Les investisseurs me demandent de plus en plus souvent quels sont les avantages et les inconvénients des placements dans les technologies, en particulier dans celles de l’information (TI). Voici un exercice de questions-réponses à ce sujet, qui ne prétend pas à l’exhaustivité:  

  • Est-il encore possible d’investir dans la technologie aujourd’hui? Oui, c’est possible. 
    En réalité, on ne peut pas faire autrement que d’investir dans les TI. 
  • Les TI se trouvent-elles dans une bulle? Nous ne le pensons pas. Il suffit de comparer leur contribution à la performance et leur ratio cours/bénéfice (PER) au sein du S&P 500 de l’an 2000 à aujourd’hui: 
    - Contribution à la performance: 18,2% (en 2000) contre 22,7% (aujourd’hui) 
    - PER: 48,3 (en 2000) contre 24,8 (aujourd’hui)
  • La technologie a-t-elle une incidence sur l’inflation? Oui. La technologie peut permettre d’accroître la productivité et les marges bénéficiaires, freinant ainsi le renchérissement de nombreux biens de consommation.
  • Quelles sont les meilleures actions technologiques? Presque toutes les entreprises génèrent désormais une part croissante de leur création de valeur grâce à la technologie. Même dans le cas des fabricants traditionnels d’automobiles et de machines, des opérateurs ferroviaires, des entreprises de construction et d’infrastructures, des banques et des assurances, des compagnies hôtelières et aériennes, des prestataires de produits pharmaceutiques et de soins de santé, on relève que la technologie et la numérisation sont des facteurs incontournables de compétitivité. Autrement dit, rien ne fonctionne sans innovation technologique.
  • Face à la multitude des technologies, comment les investisseurs peuvent-ils s’y retrouver? À cet égard, les Supertrends sont de meilleurs guides que les indices traditionnels.
  • Le terme «secteur technologique» a-t-il encore un sens aujourd’hui ? Moins qu’auparavant. Dans les années 1990, il était encore relativement bien délimité. Internet était un territoire inexploré. Les téléphones portables et les agendas électroniques avaient la taille d’une brique (vous souvenez-vous du Palm Pilot?). Il fallait installer les logiciels sur tous les appareils individuellement. Il semblait impossible de se passer d’assistance informatique. Cette époque est révolue. Aujourd’hui, les mises à jour se font pendant la nuit à partir du nuage, et rares sont les entreprises qui ne recourent pas à l’innovation des TI.
  • Les sociétés se transformeront-elles quasiment toutes en entreprises technologiques à l’avenir? C’est logique et probable.
  • Dans ce cas, les écarts de valorisation entre les entreprises traditionnelles et les entreprises informatiques ne devraient-ils pas se resserrer? Cela semble plausible. Voici un exemple: aux États-Unis, même le secteur ferroviaire est parvenu à augmenter sa marge bénéficiaire de 9 à 30% depuis 2004 grâce à la numérisation de ses processus. Cette évolution laisse penser que la préférence actuelle des investisseurs pour les titres de «valeur» va perdurer. Le secteur financier, le Supertrend «Infrastructure»1 et, partant, les entreprises de matériaux de construction continuent de présenter des écarts de valorisation attrayants.
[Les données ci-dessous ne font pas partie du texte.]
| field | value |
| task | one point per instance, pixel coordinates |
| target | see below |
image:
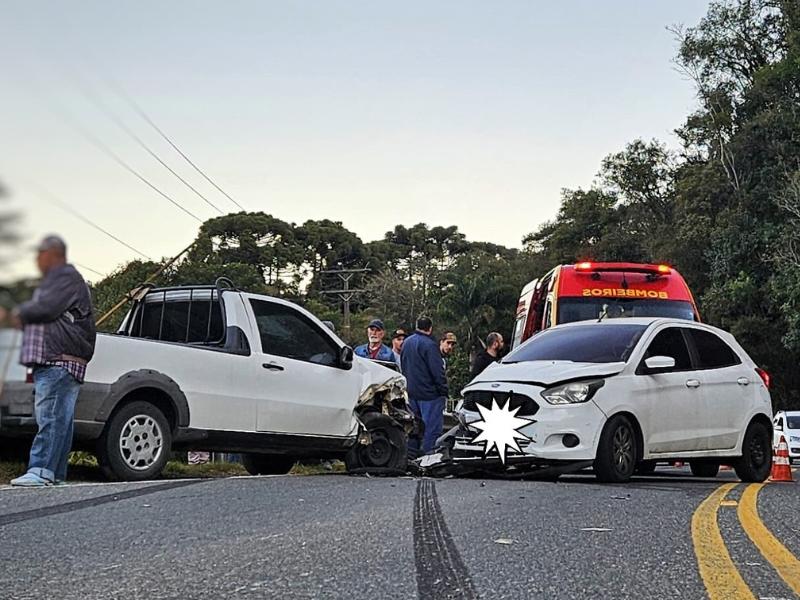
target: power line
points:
(140, 111)
(87, 268)
(48, 196)
(92, 139)
(121, 124)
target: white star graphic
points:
(499, 429)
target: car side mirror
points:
(659, 364)
(346, 358)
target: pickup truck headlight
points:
(575, 392)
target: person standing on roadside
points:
(447, 343)
(423, 368)
(58, 341)
(375, 349)
(398, 337)
(494, 345)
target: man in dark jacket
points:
(494, 345)
(423, 369)
(57, 343)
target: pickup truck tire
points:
(135, 443)
(388, 451)
(267, 464)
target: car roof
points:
(647, 322)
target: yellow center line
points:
(784, 562)
(719, 574)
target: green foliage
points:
(724, 209)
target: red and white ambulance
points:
(591, 290)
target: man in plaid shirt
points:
(57, 343)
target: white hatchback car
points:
(625, 393)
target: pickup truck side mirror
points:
(659, 364)
(346, 358)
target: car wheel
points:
(267, 464)
(703, 469)
(756, 460)
(136, 442)
(646, 467)
(616, 454)
(388, 450)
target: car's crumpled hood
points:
(546, 372)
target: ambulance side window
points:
(548, 313)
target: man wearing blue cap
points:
(375, 349)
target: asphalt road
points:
(338, 536)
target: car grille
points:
(526, 404)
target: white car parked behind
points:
(623, 393)
(787, 424)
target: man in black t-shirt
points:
(494, 344)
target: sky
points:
(372, 113)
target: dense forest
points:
(724, 209)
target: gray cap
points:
(52, 242)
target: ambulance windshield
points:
(587, 309)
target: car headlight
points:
(573, 393)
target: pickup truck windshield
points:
(597, 343)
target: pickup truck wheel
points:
(388, 450)
(267, 464)
(136, 442)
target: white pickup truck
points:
(215, 368)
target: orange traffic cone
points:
(781, 471)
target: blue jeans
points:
(431, 413)
(56, 392)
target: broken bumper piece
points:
(451, 459)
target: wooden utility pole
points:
(346, 294)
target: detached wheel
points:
(388, 450)
(702, 469)
(267, 464)
(616, 454)
(136, 442)
(756, 461)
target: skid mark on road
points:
(440, 571)
(719, 574)
(27, 515)
(784, 562)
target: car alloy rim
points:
(141, 442)
(379, 452)
(757, 450)
(623, 449)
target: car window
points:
(712, 352)
(670, 342)
(288, 333)
(179, 318)
(598, 343)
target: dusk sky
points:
(465, 113)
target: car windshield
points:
(598, 343)
(571, 310)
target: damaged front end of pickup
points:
(385, 424)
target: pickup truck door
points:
(295, 379)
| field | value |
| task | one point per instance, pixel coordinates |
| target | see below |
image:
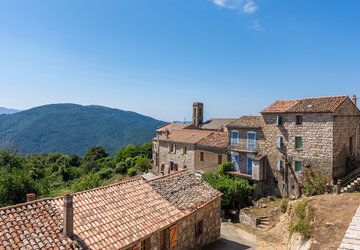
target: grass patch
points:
(303, 215)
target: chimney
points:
(354, 99)
(30, 197)
(68, 216)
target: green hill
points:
(72, 128)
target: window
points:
(183, 150)
(251, 140)
(173, 236)
(198, 228)
(298, 166)
(145, 244)
(279, 165)
(219, 159)
(234, 137)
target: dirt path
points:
(233, 238)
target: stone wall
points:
(209, 214)
(316, 132)
(210, 163)
(346, 119)
(165, 157)
(247, 218)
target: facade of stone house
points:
(293, 135)
(197, 150)
(131, 214)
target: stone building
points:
(200, 146)
(198, 150)
(292, 135)
(160, 214)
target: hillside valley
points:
(72, 129)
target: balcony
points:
(243, 146)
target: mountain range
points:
(72, 129)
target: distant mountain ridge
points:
(73, 128)
(7, 111)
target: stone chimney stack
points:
(198, 113)
(354, 99)
(30, 197)
(68, 216)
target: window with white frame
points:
(234, 137)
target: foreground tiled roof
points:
(185, 136)
(184, 190)
(216, 123)
(217, 140)
(312, 105)
(247, 121)
(171, 126)
(33, 225)
(114, 216)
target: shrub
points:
(105, 173)
(302, 224)
(235, 190)
(132, 171)
(87, 182)
(283, 205)
(225, 167)
(121, 168)
(314, 182)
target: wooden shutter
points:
(173, 236)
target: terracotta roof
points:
(247, 121)
(312, 105)
(217, 140)
(171, 126)
(191, 136)
(114, 216)
(184, 190)
(216, 123)
(33, 225)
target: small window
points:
(219, 159)
(234, 137)
(279, 165)
(173, 236)
(145, 244)
(198, 228)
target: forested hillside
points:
(72, 129)
(57, 174)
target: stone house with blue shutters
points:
(274, 149)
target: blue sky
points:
(157, 57)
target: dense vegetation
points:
(57, 174)
(71, 128)
(236, 191)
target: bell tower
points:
(198, 113)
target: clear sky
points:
(157, 57)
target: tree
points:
(94, 153)
(142, 162)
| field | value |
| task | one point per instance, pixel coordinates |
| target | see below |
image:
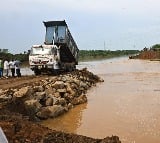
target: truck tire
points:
(37, 72)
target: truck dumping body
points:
(62, 47)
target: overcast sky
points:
(94, 24)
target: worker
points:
(17, 66)
(56, 66)
(6, 67)
(12, 67)
(1, 67)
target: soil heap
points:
(50, 97)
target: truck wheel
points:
(37, 72)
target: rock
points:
(50, 91)
(58, 85)
(57, 94)
(23, 92)
(5, 97)
(70, 106)
(40, 95)
(62, 90)
(79, 100)
(62, 101)
(49, 101)
(32, 106)
(50, 111)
Pourquoi la technologie ne cesse de changer le monde

Depuis qu’Amazon a développé le «nuage» («cloud» en anglais) en 2006, les entre-prises sont de plus en plus nombreuses à utiliser des applications logicielles qui, une fois mises à jour dans cette infrastructure, sont automatiquement transférées à tous les appareils décentralisés. Le succès mondial de cette formule commerciale est un modèle du genre: il repose sur l’évolutivité, la simplicité et un rapport coût-bénéfice sans pareil.

Grâce à de tels avantages, la technologie a effectivement révolutionné le monde, mais de manière bien plus subtile et immersive que ne l’imaginait Charlie Chaplin dans sa vision technoïde des «Temps modernes». Aujourd’hui, la technologie est omniprésente et interconnectée avec le monde entier. Chaplin avait probablement raison de dire qu’elle réduit souvent les gens à la servitude ou en fait tout au moins des «soumis»: quiconque observe aujourd’hui des passagers avec leur smartphone à un arrêt d’autobus ne peut guère se soustraire à cette impression. Néanmoins, la technologie n’est plus l’apanage des riches. Elle ne nous opprime pas, mais elle a créé un équilibre complexe entre contribuer et recevoir. Elle collecte nos données et nous procure des informations. Elle est bon marché, rapide et invisible. Elle apprend et se montre aimable envers nous autres utilisateurs, qui sommes souvent devenus plus technophiles pendant le confinement. 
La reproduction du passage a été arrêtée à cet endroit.